Written by Emma Sanchez
The world’s largest oilfield services provider is counting on production increases in the Middle East to offset the slowdown in U.S. shale.
That’s one of the key takeaways from comments this week from executives at Helmerich & Payne and Patterson UTI Energy, who pointed to opportunities to boost growth in countries such as Saudi Arabia. The comments echoed forecasts from industry giants such as SLB and Weatherford International, who expect the Middle East region to lead the recovery in activity from the end of 2026 to 2027.
Operators in the U.S. shale region, which once led the world in oil production growth, are now closely monitoring commodity markets that are hovering around levels where drilling is profitable for producers. If oil prices fall to the low $50s a barrel for several months, companies are expected to cut back drilling and fracking in the U.S. even more significantly.


Global oil prices have been steadily falling over the past few months on expectations of oversupply. The U.S. benchmark, West Texas Intermediate, has fallen more than 10% over the past year and was trading around $63 a barrel as of Thursday.
But some Middle Eastern producers are better able to sustain lower oil prices, highlighting why oilfield services companies are seeking growth there. Hydraulic fracturing projects to extract natural gas are also emerging in the region as governments face rising electricity demand, industrial expansion and petrochemical expansion.

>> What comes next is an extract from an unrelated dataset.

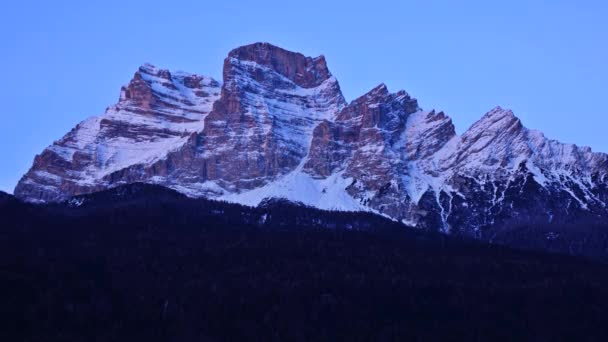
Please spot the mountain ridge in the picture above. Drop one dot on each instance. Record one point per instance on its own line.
(279, 126)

Below are recent comments from oilfield service companies.
Helmerich & Payne
The company, one of the top drilling rig contractors in the U.S. shale region, said it is in the process of restarting a mothballed rig in Saudi Arabia. During Thursday’s earnings call, incoming CEO Trey Adams said the company remains excited about further opportunities in the region.
Patterson-UTI Energy
The company opened a drill bit manufacturing facility in Saudi Arabia that began operations in December, CEO Andy Hendricks said on a call Thursday to discuss fourth-quarter results.
S.L.B.
SLB CEO Olivier Le Pouch said in an earnings call on January 23 that the recovery in oil production from OPEC+ policies and gas being a priority to meet regional demand will lead to “strong conditions” in the coming years. “The Middle East market is characterized by a recovery in drilling and workover activity in Saudi Arabia, with rig numbers likely to return to early 2025 levels by the end of 2026, and this has already begun,” Le Pouche said. he said.
weatherford
Weatherford International, which gets much of its business from the Middle East/North Africa region, sees “strong opportunities” in Saudi Arabia and momentum in countries such as the United Arab Emirates, Kuwait and Oman, CEO Girish Saligram said on an earnings call Wednesday.
halliburton
Halliburton, the world’s largest provider of hydraulic fracturing services, is taking a more cautious view, saying it expects activity in the region to be flat or slightly down in 2026, CEO Jeff Miller said on a Jan. 21 earnings call. “We’re very aware of the increase in activity in Saudi Arabia, but we’re a little more conservative about the timing and pace of that recovery,” Miller said. “It’s likely that it will happen, but it’s not very clear to me how impactful it will be or how soon it will happen.”